El día de Todos los Santos y el siguiente de Difuntos (1 y 2 de noviembre respectivamente) se celebran en todos los países de religión o tradición cristiana. Pero debido a las, por supuesto, legítimas y terroríficamente festivas celebraciones de Halloween (víspera del día de Todos los Santos) de raíz anglo-americana, su importante y verdadero significado está quedando distorsionado y desvirtuado.

Lo santo, como esencia del ser humano, no es el sueño de la razón sino su expresión más perfecta y signo de los progresivos esfuerzos de la humanidad, desde los inicios de la civilización, por comprender el mundo y la realidad que le rodea. De este modo, lo santo, lejos de ser ajeno a la cotidiana normalidad, forma parte esencial de la existencia.

De manera que la común acepción de santo (persona a quien, por sus valores y filantrópica labor, la Iglesia dedica –tras su muerte– un culto público y universal) no es sinónimo de perfección, sino de libertad y voluntad para alcanzarla. Por ello, de la dimensión de lo santo ninguna persona carece, ya que conforma su esfera más íntima y personal y se manifiesta en la esfera de lo público, en nuestra interacción con el medio en el que vivimos y en nuestra relación con los demás.

Lo santo no es sinónimo de levedad ni expresión de un pensamiento etéreo que comúnmente se atribuye a la malentendida santidad, sino que es sinónimo de alegría por saber reconocer la belleza y la bondad de todo cuanto nos rodea, en la certeza de que a todos nos aguarda un mismo fin, que es la muerte.

De acuerdo a lo anterior, la oración del Credo recuerda a los católicos la creencia, como miembros de la Iglesia, en la comunión de los santos, en un doble sentido: por un lado en la comunión de lo cristianos que participan en la Eucaristía y viven en la fraternidad de la fe; y por otro, en la comunión con los santos y difuntos ya fallecidos. En este caso, los cristianos orando en su recuerdo y solicitando su ayuda; y los santos y difuntos queridos intercediendo desde el Cielo ante Dios por nuestra felicidad en la Tierra.

Sobre qué nos deparará, la religión no aporta respuestas sino que nos enseña a hacernos preguntas: sobre la maravilla de nuestra existencia, sobre el sentido de la vida, sobre nuestro lugar en el mundo… Preguntas todas ellas que nos conducen por la senda de la Sabiduría y de la Verdad (con mayúsculas) teniendo como guías la caridad y el respeto hacia los demás. 
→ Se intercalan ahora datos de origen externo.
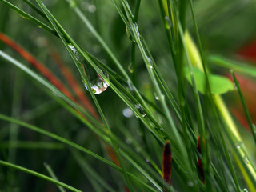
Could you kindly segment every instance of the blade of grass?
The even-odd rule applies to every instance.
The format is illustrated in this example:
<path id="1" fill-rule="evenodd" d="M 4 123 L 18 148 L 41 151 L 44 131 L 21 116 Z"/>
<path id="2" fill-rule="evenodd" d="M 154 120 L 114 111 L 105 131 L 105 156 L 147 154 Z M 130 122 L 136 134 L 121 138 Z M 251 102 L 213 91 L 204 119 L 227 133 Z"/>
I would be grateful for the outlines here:
<path id="1" fill-rule="evenodd" d="M 43 165 L 46 168 L 46 170 L 47 170 L 48 173 L 50 174 L 50 177 L 52 177 L 52 178 L 54 178 L 54 180 L 58 181 L 58 179 L 57 178 L 54 170 L 51 169 L 50 166 L 49 166 L 46 162 L 45 162 Z M 61 192 L 65 192 L 66 191 L 63 189 L 63 187 L 61 186 L 58 186 L 58 188 Z"/>
<path id="2" fill-rule="evenodd" d="M 0 165 L 5 166 L 8 166 L 8 167 L 10 167 L 12 169 L 18 170 L 21 170 L 22 172 L 34 175 L 34 176 L 36 176 L 38 178 L 45 179 L 45 180 L 46 180 L 48 182 L 54 183 L 54 184 L 56 184 L 58 186 L 62 186 L 62 187 L 64 187 L 64 188 L 66 188 L 66 189 L 67 189 L 69 190 L 71 190 L 71 191 L 74 191 L 74 192 L 82 192 L 82 190 L 77 190 L 77 189 L 74 188 L 73 186 L 69 186 L 69 185 L 67 185 L 67 184 L 66 184 L 64 182 L 61 182 L 57 181 L 57 180 L 55 180 L 54 178 L 51 178 L 47 177 L 47 176 L 46 176 L 44 174 L 39 174 L 39 173 L 38 173 L 36 171 L 26 169 L 25 167 L 19 166 L 14 165 L 13 163 L 4 162 L 4 161 L 2 161 L 2 160 L 0 160 Z"/>
<path id="3" fill-rule="evenodd" d="M 248 108 L 246 106 L 246 103 L 245 98 L 244 98 L 244 97 L 242 95 L 242 90 L 241 90 L 241 88 L 240 88 L 240 83 L 238 81 L 237 78 L 235 77 L 235 74 L 234 74 L 233 70 L 231 70 L 231 74 L 232 74 L 232 76 L 233 76 L 233 79 L 234 79 L 234 84 L 235 84 L 235 86 L 236 86 L 236 87 L 238 89 L 238 94 L 239 94 L 239 97 L 240 97 L 240 100 L 241 100 L 241 102 L 242 102 L 242 107 L 243 107 L 243 110 L 244 110 L 244 112 L 245 112 L 245 114 L 246 114 L 246 119 L 247 119 L 247 122 L 248 122 L 251 134 L 253 135 L 253 138 L 254 138 L 255 144 L 256 144 L 256 127 L 255 127 L 255 126 L 253 125 L 253 122 L 251 121 L 250 115 Z"/>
Por ello, el día en que la humanidad fie su futuro solamente a la ciencia, prescindiendo de su dimensión religiosa, habrá dado el primer paso para la pérdida definitiva de su condición humana. Y hacia ese futuro avanza inexorablemente nuestra sociedad globalizada, tecnologizada y tutelada por unas redes sociales que ya anuncian la pronta llegada del transhumanismo, el superhombre robotizado que nace, no como la vida, de la bondad, y de la intrínseca imperfección humana, sino de la pérdida de nuestros valores más esenciales.

Por ello, quizás sea bueno recordar al menos, en estos días, las palabras que el Papa Benedicto XVI pronunció en 2006 con motivo de la solemnidad de Todos los Santos: “Los santos no son una exigua casta de elegidos, y para serlo no es preciso realizar obras extraordinarias, ni poseer carismas excepcionales. Es necesario, ante todo, escuchar a Jesús y seguirlo sin desalentarse ante las dificultades”.